On Friday, benchmark indices continued their decline, with the BSE Sensex falling 1,048 points (1.25%) to 82,627 and the Nifty 50 dropping 336 points (1.30%) to 25,471, slipping below the 25,500 mark. The broader market performed significantly worse, as mid-cap and small-cap stocks corrected sharply, wiping away nearly ₹7.4 lakh crore of investor wealth in a single session.

What will be the important level for Nifty

Jigar S. Patel, Senior Manager, Equity Research, Anand Rathi Group, told Jagran Business that technically, after failing to hold above the 26,000 resistance level, the Nifty has come under persistent selling pressure and is currently trading near 25,500. The 25,400 level will act as a key pivot for the coming week.

A significant break below this level could trigger a gap-fill move towards 25,100, an immediate and weak support zone.
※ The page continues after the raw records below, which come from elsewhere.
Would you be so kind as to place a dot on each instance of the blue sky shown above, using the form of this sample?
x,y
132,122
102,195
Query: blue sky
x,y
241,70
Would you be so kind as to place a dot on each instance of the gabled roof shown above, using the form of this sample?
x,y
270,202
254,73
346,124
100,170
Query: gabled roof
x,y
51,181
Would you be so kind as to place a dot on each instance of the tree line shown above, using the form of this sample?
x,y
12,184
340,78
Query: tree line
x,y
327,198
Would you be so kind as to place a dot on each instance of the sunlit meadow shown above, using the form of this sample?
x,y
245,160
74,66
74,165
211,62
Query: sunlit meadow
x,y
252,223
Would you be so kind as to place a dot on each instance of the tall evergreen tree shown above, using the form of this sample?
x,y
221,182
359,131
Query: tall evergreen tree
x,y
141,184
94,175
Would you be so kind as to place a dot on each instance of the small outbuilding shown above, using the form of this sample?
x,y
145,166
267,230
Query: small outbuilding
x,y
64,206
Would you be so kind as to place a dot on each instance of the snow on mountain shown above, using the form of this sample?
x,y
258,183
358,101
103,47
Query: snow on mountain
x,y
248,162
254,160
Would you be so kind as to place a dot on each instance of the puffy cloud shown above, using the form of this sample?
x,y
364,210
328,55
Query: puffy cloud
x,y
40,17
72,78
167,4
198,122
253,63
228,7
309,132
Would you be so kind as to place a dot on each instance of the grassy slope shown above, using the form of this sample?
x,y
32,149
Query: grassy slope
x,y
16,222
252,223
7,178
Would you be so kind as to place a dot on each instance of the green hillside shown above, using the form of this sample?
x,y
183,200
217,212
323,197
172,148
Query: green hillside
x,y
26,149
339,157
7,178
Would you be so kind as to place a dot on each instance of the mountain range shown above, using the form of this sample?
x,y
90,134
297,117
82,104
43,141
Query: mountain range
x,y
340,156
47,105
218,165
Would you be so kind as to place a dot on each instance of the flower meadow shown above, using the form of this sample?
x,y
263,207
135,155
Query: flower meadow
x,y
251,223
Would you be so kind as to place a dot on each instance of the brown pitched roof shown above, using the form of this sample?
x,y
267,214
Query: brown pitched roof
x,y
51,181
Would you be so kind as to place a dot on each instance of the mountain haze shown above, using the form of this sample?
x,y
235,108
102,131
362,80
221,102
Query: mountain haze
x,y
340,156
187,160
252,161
However, hourly charts show oversold conditions, suggesting the correction may be in its mature phase, with potential sell-off signs and a base forming. On the upside, 25,800–26,000 remains the key intermediate resistance band, and only a sustained move above this zone could resume bullish momentum.
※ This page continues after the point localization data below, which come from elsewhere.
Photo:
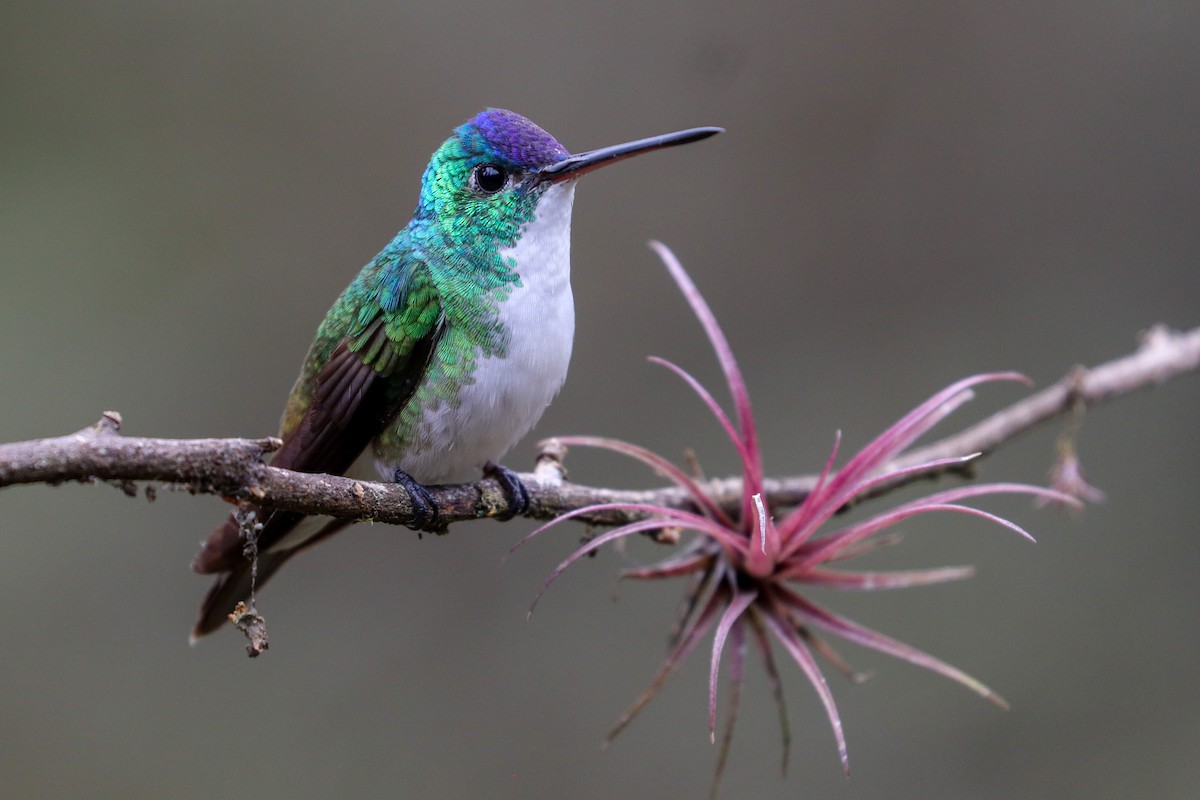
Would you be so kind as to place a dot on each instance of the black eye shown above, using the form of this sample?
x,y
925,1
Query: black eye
x,y
489,179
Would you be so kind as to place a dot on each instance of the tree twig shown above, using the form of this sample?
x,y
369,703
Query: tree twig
x,y
234,468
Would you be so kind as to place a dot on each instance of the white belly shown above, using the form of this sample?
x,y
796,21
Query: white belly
x,y
509,395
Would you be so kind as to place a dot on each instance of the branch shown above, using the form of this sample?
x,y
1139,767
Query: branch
x,y
234,468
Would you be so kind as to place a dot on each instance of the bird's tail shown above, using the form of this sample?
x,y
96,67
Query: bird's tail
x,y
245,577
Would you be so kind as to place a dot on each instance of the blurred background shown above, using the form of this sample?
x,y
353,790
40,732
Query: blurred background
x,y
907,193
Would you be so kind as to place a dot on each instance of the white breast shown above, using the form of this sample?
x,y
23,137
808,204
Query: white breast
x,y
509,395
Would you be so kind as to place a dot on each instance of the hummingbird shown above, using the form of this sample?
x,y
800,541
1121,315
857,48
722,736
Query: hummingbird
x,y
445,348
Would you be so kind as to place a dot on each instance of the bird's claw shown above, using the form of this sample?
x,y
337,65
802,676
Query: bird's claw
x,y
515,492
425,507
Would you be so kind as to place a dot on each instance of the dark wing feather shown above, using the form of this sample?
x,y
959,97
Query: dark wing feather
x,y
363,385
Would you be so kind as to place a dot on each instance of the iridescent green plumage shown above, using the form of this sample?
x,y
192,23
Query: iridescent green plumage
x,y
447,348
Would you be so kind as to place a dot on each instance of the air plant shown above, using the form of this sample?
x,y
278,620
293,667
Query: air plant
x,y
749,569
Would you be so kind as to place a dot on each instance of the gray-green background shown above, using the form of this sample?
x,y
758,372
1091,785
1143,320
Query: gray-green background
x,y
906,193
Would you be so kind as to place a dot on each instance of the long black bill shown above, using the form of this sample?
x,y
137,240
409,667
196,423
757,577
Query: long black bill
x,y
585,162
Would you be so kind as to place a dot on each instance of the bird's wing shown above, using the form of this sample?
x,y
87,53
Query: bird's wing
x,y
337,408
What is the estimate for Bank Nifty?

Jigar S Patel told Jagran Business that Nifty Bank has filled the recent trade-deal gap and is consolidating near the 60,000 zone; the 60,000–59,500 area remains a crucial support, and as long as it holds, the index may attempt a fresh upward move towards 61,500–62,000, where a decisive breakout will be needed to confirm the next leg of the uptrend.

He said that overall, the market is still in a corrective consolidation phase, but the structure shows a mature correction rather than a fresh breakdown, which suggests that traders should remain selective and closely monitor key support levels for the next directional trigger.